COMMENT Uncategorized

  1. Guru

    UWB (Ultra Wideband) is a radio frequency platform that personal area networks can use to wirelessly communicate over short distances at high speeds. UWB is ideally suited for streaming multimedia in the wireless home or office environment.

    Growing interoperability between devices like digital camcorders, PDAs, cell phones, portable MP3 and DVD players, HDTVs and computers makes wired technology less and less convenient or practical. Wireless technologies like Bluetooth free home devices from wires, but slow data transmission. Ideally, a consumer should be able to wirelessly send data from one device to another at a rate equal to or better than a high-speed Internet connection. UWB, augmenting existing WiFi and WiMax technologies, can deliver the goods.
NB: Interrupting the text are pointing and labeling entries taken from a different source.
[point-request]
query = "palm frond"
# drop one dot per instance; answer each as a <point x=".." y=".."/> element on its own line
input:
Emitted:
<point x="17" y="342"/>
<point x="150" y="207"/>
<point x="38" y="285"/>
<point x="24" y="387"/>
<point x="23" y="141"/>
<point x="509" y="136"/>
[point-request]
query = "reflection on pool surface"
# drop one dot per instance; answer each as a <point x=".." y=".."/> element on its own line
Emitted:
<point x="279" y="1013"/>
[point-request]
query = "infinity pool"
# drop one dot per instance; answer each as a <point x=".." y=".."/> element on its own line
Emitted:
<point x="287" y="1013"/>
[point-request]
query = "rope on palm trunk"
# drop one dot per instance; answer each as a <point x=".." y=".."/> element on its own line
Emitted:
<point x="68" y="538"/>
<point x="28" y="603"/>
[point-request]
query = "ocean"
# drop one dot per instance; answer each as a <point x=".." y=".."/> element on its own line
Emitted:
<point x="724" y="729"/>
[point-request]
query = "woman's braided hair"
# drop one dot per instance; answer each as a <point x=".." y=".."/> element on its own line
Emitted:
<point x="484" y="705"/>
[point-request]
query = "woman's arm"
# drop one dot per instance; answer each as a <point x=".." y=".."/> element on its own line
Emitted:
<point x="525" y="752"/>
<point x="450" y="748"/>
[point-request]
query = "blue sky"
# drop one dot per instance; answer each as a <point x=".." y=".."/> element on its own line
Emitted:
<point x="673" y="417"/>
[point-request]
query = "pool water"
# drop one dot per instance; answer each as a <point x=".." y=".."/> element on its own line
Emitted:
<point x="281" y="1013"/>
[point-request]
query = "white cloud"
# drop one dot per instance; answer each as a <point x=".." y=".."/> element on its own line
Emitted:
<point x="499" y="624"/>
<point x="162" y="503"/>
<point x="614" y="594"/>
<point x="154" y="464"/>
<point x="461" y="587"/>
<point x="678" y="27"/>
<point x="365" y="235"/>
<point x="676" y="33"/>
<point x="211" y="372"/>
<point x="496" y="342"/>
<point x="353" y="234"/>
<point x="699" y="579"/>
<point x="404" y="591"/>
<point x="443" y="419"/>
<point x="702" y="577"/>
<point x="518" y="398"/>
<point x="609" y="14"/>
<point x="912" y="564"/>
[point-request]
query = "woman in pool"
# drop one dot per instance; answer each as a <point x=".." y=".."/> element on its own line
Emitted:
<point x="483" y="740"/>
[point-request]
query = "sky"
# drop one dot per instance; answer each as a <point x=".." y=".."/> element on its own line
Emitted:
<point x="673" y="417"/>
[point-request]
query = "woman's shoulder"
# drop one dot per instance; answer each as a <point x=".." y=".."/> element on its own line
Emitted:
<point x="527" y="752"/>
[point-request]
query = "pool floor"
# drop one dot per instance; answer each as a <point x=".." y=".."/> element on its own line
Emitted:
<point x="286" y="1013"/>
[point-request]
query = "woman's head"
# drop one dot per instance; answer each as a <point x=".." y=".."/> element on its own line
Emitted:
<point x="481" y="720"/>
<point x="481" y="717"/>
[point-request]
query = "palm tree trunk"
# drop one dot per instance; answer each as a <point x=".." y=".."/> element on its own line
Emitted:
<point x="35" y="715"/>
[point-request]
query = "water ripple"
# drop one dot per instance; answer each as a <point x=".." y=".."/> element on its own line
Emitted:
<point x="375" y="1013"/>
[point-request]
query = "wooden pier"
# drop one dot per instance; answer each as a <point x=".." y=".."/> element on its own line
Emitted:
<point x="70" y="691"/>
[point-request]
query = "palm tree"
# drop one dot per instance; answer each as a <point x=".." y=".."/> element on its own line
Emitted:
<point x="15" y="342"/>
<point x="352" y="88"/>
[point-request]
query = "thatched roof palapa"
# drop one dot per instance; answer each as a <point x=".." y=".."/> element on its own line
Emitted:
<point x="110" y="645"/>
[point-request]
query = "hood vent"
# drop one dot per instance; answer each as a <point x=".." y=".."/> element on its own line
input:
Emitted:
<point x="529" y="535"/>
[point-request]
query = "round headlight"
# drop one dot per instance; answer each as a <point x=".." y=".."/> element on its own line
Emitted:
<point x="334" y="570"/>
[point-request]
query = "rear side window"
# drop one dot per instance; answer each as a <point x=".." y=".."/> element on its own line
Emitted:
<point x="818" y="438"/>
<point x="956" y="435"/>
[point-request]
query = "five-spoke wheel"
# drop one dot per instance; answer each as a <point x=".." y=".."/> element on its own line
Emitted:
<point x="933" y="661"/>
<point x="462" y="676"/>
    While other wireless technologies use radio sine waves that provide “continual” transmission at a specific frequency, UWB is unique. A UWB transmitter sends out pulses or bursts of RF (radio frequency) that last roughly 30 picoseconds (30 trillionths of a second) to a few nanoseconds (billionths of a second) each. These RF bursts radiate outward in a wide band, transmitting over many frequencies simultaneously. The pulses are emitted in a rhythm unique to each transmitter. The receiver must know the transmitter’s rhythm signature or pulse sequence to “know how to listen” for the data being transmitted.

    As a result of their ultra-low power, short bursts and proprietary pulse signatures, several UWB networks can overlap one another without RF interference or eavesdropping. UWB is so secure it is a favored technology of the military, which has been using UWB since it was first developed for covert use in 1960 during the Cold War.

    Since UWB uses very little power, UWB networks are virtually undetectable and energy-efficient. UWB operates best over short distance of about 30 feet (10 meters). Current flavors can deliver data speeds of 480 megabits per second (Mbps) at distances from six to ten feet (2-3 meters). As distance increases, speed decreases, but at 30 feet transmissions still reach or exceed 100 Mbps — the speed of a standard tier DSL connection. Future scaling of UWB is expected to push speeds to 2 Gbps (gigabits per second) or more.

    Aside from networking, UWB can also be used for other industries, including radar and electronic positioning, or GPS-type technologies. With UWB’s ultra-low power consumption, it would also be ideal for mobile phone use. High-gain antennas could reportedly extend the distance barrier to just over half a mile, or about one kilometer. A cell phone operating on UWB would reportedly last for weeks before requiring recharging, rather than days. Though UWB transmitters would have to be rather ubiquitous, they do not cause radio interference.

    In the United States, UWB can legally operate in a frequency range between 3.1 GHz and 10.6 GHz at limited transmit powers. As of spring 2006 there are competing standards for UWB in the U.S. The two main camps are represented by the WiMedia Alliance and the UWB Forum. A single standard is important to consumers and manufacturers alike, however, experts aren’t yet sure which standard will win out.